Sea monsters welcome at Cabrillo Marine Museum
If Larry Fukuhara had his way, the Cabrillo Marine Museum’s courtyard entrance Saturday would be surrounded by sea monsters.
Not that Fukuhara, the program director at the San Pedro museum, is tired of the replicas of a killer whale, hammerhead sharks and deep-sea divers that now greet visitors.
He just has high hopes that the museum’s first Sea Monster Contest, part of the third annual Autumn Sea Fair on Saturday, will make the event more offbeat, in the tradition of frog-jumping contests and milk-carton boat races that have become annual events in other cities.
“We want to be known as the sea monster place eventually,” he said. “I’d like to see this whole place filled with sea monsters. It’ll be great for Halloween.”
The monsters can be crafted from any material, such as plywood, cardboard or cloth, but the entries must be free-standing. Organizers have placed no restrictions on size and will award prizes for the most creative entries. The contest, which was advertised at the museum and area libraries, is open to the public.
Fukuhara expects a giant turnout for the fair, which last year brought about 4,000 visitors to the beachfront museum. Admission is free, but parking in the beach lot costs $4.
With aquariums filled with sea life, a variety of exhibits and videos, and a simulated tide pool where people may touch such creatures as sea stars, sea urchins and mussels, the museum has the largest collection of Southern California marine life in the world. About 100,000 people a year visit the facility, which is operated by the Los Angeles Department of Recreation and Parks.
The fair, a salute to what Fukuhara calls the “bounty of the ocean,” will include a treasure hunt, ethnic food and exhibits, sea-oriented carnival games and demonstrations of sea-oriented arts and crafts, including ships in bottles and marlinespike seamanship, which involves tying knots and making splices on rope and cable. Many events will take place in the courtyard.
On Cabrillo Beach, next to the museum’s parking lot, contestants will compete in the Living Sand Sculpture Contest, in which real people are incorporated into sand structures. Last year, a team created a porpoise, but its head was that of a girl whose body was covered with sand.
Another contest will challenge visitors to guess the number of pull tabs from beverage cans in a plastic container. Horace Staubley, a museum employee, has been collecting--and counting--the tabs, which were taken from cans brought in by school classes that visited the museum during the last year. For last year’s contest, Staubley collected about 500,000 tabs.
Some events will be informational, including slide presentations and a simulated kelp forest, in which visitors will walk through an area of plastic leaves strung on ropes. The exhibit will be a replica of the ocean plants, which float in the sea and can grow up to two feet a day. Members of several conservation groups, including Heal the Bay and The Tree People, will be at the fair to hand out pamphlets.

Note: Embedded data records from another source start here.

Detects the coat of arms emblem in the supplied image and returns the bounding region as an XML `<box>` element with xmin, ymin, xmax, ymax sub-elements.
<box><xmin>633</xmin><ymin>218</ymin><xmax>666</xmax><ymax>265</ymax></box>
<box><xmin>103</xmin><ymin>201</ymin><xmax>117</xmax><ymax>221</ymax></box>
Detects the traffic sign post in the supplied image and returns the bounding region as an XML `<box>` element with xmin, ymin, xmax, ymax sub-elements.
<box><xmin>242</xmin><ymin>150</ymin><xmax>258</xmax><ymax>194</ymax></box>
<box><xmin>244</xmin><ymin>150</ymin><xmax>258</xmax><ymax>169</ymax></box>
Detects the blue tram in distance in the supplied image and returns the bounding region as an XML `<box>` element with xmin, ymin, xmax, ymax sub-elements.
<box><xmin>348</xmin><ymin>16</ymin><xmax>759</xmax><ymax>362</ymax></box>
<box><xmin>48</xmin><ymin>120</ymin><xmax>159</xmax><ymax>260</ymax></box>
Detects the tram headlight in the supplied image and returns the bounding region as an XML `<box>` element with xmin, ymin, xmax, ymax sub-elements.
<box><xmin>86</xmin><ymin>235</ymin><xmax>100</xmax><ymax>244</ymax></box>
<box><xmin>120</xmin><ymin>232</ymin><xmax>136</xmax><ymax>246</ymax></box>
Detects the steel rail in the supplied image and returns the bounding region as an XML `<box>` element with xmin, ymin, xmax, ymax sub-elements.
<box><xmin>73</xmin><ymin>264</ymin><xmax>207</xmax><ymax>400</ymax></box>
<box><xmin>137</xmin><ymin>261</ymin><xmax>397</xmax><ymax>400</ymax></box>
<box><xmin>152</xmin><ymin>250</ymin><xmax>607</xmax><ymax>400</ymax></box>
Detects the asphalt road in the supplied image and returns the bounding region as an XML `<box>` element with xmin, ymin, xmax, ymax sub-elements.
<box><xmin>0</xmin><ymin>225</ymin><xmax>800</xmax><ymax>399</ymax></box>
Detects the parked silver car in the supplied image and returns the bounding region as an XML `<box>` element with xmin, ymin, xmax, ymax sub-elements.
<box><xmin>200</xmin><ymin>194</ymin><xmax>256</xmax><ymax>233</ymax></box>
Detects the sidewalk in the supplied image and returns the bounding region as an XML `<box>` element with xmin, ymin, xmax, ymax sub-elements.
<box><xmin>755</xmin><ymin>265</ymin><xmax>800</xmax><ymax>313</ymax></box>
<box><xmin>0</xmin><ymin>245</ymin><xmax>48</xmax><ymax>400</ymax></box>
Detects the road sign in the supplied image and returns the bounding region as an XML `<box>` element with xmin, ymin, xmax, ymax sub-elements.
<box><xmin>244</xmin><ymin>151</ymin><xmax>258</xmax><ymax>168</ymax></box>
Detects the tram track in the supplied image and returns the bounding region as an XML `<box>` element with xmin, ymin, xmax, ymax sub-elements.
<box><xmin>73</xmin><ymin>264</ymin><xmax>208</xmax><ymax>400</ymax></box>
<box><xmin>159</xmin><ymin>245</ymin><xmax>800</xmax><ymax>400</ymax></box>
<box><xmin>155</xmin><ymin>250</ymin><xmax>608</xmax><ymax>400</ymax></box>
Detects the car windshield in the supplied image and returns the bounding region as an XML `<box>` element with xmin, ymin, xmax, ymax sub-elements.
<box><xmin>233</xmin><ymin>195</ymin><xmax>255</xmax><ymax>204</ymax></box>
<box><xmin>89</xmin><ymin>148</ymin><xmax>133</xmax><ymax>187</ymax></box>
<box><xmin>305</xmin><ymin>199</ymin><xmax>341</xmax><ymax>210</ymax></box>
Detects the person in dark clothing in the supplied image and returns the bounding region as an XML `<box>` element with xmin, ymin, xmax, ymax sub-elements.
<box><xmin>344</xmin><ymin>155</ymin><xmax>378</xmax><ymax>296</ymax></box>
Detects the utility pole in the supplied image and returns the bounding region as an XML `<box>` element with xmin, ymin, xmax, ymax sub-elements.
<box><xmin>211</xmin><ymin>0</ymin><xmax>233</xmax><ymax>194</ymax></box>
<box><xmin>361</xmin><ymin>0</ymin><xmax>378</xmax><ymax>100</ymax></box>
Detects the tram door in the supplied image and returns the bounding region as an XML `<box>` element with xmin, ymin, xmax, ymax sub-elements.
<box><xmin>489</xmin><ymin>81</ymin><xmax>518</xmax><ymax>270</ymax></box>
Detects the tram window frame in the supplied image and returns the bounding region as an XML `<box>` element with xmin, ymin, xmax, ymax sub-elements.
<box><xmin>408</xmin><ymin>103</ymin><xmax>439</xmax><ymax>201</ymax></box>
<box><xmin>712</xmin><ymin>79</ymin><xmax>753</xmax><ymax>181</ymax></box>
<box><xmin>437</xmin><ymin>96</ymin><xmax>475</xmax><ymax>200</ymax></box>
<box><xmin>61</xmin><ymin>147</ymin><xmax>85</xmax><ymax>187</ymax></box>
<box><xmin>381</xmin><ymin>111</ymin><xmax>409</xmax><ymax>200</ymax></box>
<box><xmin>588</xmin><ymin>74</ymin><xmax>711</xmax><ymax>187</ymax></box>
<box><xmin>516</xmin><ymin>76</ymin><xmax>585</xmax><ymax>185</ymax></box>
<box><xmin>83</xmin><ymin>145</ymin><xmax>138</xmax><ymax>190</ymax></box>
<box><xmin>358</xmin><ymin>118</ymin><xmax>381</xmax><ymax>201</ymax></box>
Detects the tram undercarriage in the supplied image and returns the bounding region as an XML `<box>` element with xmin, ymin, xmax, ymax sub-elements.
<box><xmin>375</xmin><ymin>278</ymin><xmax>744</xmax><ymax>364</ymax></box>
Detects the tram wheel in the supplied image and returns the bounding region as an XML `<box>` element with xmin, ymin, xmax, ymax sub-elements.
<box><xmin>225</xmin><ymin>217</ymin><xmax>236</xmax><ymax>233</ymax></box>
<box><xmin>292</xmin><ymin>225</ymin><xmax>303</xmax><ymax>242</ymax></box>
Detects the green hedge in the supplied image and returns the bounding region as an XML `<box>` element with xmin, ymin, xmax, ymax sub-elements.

Planners are counting on the Sea Monster Contest to be a main attraction of the fair. Although only about a dozen entry forms have been received, museum employees expect the contest to catch on within the next few years, said Dan Zambrano, an aquarist who cares for sea animals at the museum.
“We’re just trying to come up with something that people will look forward to year after year,” he said.
Fukuhara’s brother, Tracy, made the first of the sea monsters, a dragon-like creature made of plywood and spray-painted orange and turquoise. The monster is being used as a display and won’t be entered in the contest. Earlier this week, children on school field trips crowded around the monster, touching the serpent’s teeth.
But the contest isn’t all kid stuff. Most of the entrants so far are adults, Zambrano said, and the competition could be fierce. Entries will be judged on creativity and workmanship, and the winners will be awarded plaques.
Among the entrants is the Black Creative Professionals Assn., a group of advertising and public relations artists. David Brown, a member of the group, said they were planning to build a bug-eyed Loch Ness monster, which will be about three feet tall.
“I like monsters and science fiction,” Brown said. Five to 10 people are to work on the entry, which they planned to start building Thursday night.
Fukuhara said there are few rules for the contest. Most details have been left to people’s imaginations, which he says can often run wild.
“You’re out there fishing, and sometimes you imagine things,” he said. “Your imagination takes over.”
He warns visitors not to expect the Creature From the Black Lagoon, at least not this year. Fukuhara said that the museum staff looked into renting the famous 1950s movie monster as another exhibit, but it was too expensive.